We have similar with Sky. We never get any cold callers now, and we used to get several a day. The sky system asks the caller to give a name, and records it. If they do, the system then rings our phone and says that ‘the recording’ wants to talk to you. You have the option of rejecting, blocking, or allowing every call from that number. It’s great.

Bev Kelly says:
10 October 2019

I saw an advert on Facebook for Keto products I filled in the order form on 9/7/2019
Still not received but they took the money immediately from my account
Since then e-mails have gone back and forth promising my money would be returned
Nothing has been received by me other than a “good Will” 25%

I have a BT phone that has a button to push if a scam call is received – does this work when they never leave their phone numbers anyway? And why since it is such a loophole why are people allowed to withhold their phone numbers whne calling you up, I see no such necessity for it can you campaign for this, if not why not?

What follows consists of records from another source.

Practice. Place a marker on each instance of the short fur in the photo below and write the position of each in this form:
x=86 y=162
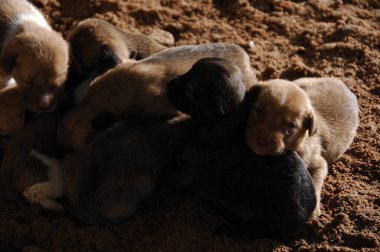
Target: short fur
x=140 y=88
x=30 y=167
x=106 y=181
x=317 y=118
x=271 y=197
x=32 y=53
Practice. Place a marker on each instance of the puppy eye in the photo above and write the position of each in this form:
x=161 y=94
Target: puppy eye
x=259 y=110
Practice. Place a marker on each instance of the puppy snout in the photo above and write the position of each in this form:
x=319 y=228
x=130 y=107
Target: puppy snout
x=263 y=142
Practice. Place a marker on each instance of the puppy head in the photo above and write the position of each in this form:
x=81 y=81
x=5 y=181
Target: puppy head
x=39 y=67
x=209 y=90
x=95 y=47
x=280 y=117
x=11 y=111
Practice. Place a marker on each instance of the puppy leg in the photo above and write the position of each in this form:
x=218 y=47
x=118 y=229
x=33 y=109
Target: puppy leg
x=318 y=171
x=44 y=192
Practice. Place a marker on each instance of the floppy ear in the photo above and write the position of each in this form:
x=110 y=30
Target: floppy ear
x=311 y=124
x=74 y=63
x=9 y=56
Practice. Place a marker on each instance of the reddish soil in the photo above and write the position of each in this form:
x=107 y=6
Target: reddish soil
x=291 y=39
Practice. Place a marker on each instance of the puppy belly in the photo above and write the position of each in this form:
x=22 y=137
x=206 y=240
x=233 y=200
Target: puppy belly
x=6 y=82
x=44 y=192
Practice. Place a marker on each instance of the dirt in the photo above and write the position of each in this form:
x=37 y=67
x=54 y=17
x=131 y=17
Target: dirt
x=285 y=39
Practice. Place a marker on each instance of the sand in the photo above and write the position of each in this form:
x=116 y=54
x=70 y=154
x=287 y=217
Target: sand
x=285 y=39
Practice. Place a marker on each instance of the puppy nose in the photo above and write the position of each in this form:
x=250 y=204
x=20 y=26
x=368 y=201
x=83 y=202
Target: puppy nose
x=45 y=103
x=263 y=142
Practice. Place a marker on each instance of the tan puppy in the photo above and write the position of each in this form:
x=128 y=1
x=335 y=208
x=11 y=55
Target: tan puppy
x=11 y=111
x=140 y=88
x=317 y=118
x=32 y=53
x=96 y=44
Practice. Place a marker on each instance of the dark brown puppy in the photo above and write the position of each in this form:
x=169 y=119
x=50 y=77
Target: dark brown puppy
x=30 y=167
x=317 y=118
x=106 y=181
x=140 y=88
x=272 y=196
x=96 y=46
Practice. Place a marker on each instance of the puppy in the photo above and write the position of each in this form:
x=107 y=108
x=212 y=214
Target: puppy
x=97 y=46
x=317 y=118
x=106 y=181
x=30 y=168
x=31 y=53
x=140 y=88
x=11 y=114
x=271 y=197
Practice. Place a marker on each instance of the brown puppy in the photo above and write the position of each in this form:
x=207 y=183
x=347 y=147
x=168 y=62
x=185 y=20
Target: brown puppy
x=97 y=46
x=140 y=88
x=106 y=181
x=11 y=110
x=317 y=118
x=30 y=167
x=32 y=53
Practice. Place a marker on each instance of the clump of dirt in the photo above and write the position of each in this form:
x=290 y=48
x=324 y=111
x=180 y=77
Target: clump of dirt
x=285 y=39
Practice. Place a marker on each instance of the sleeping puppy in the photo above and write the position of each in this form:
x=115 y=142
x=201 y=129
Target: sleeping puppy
x=106 y=181
x=31 y=53
x=30 y=168
x=12 y=110
x=97 y=46
x=140 y=88
x=317 y=118
x=11 y=115
x=271 y=197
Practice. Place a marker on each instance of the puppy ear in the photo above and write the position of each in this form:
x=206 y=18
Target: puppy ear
x=311 y=124
x=9 y=56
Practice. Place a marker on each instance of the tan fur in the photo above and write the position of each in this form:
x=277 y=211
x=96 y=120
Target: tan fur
x=11 y=110
x=92 y=35
x=33 y=54
x=140 y=88
x=317 y=118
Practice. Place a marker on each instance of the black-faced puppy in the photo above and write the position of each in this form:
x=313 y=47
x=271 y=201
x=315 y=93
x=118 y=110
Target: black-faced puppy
x=32 y=53
x=317 y=118
x=30 y=168
x=106 y=181
x=96 y=46
x=140 y=88
x=273 y=196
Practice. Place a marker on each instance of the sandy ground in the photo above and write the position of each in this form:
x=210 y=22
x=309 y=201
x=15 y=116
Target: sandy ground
x=291 y=39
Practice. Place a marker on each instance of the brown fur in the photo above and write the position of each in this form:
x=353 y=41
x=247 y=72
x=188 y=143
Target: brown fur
x=106 y=180
x=315 y=117
x=140 y=88
x=95 y=43
x=12 y=110
x=29 y=167
x=36 y=57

It’s a shame that my mother’s local council do not appreciate that when they call with a withheld number, they should NOT expect the phone to be answered.

I have an email purporting to be from Louis Vuitton Online listing handbags, face masks (really) and stuff at nearly 10% of what they quote as full prices.

I wonder who might fall for this. Should they be refunded, even if they receive anything ? Not in my view.

I have Bullguard anti virus programme on my PC. It was due for renewal so I looked around various options on line and I actually found a Bullguard 2 year offer that seemed best. I paid for it and waited for their normal acceptance which never came. I contacted Bullguard but they knew nothing about it. The scammers had, it seems, copied the original Bullguard webpage.

Audrey says:
30 August 2021

What about the electronic calls saying your Bank Account has had large amounts taken, and inviting you to press a button for help. I ignore these as I assume, and hope, that my Bank would be in touch with me themselves if untoward activity was taking place.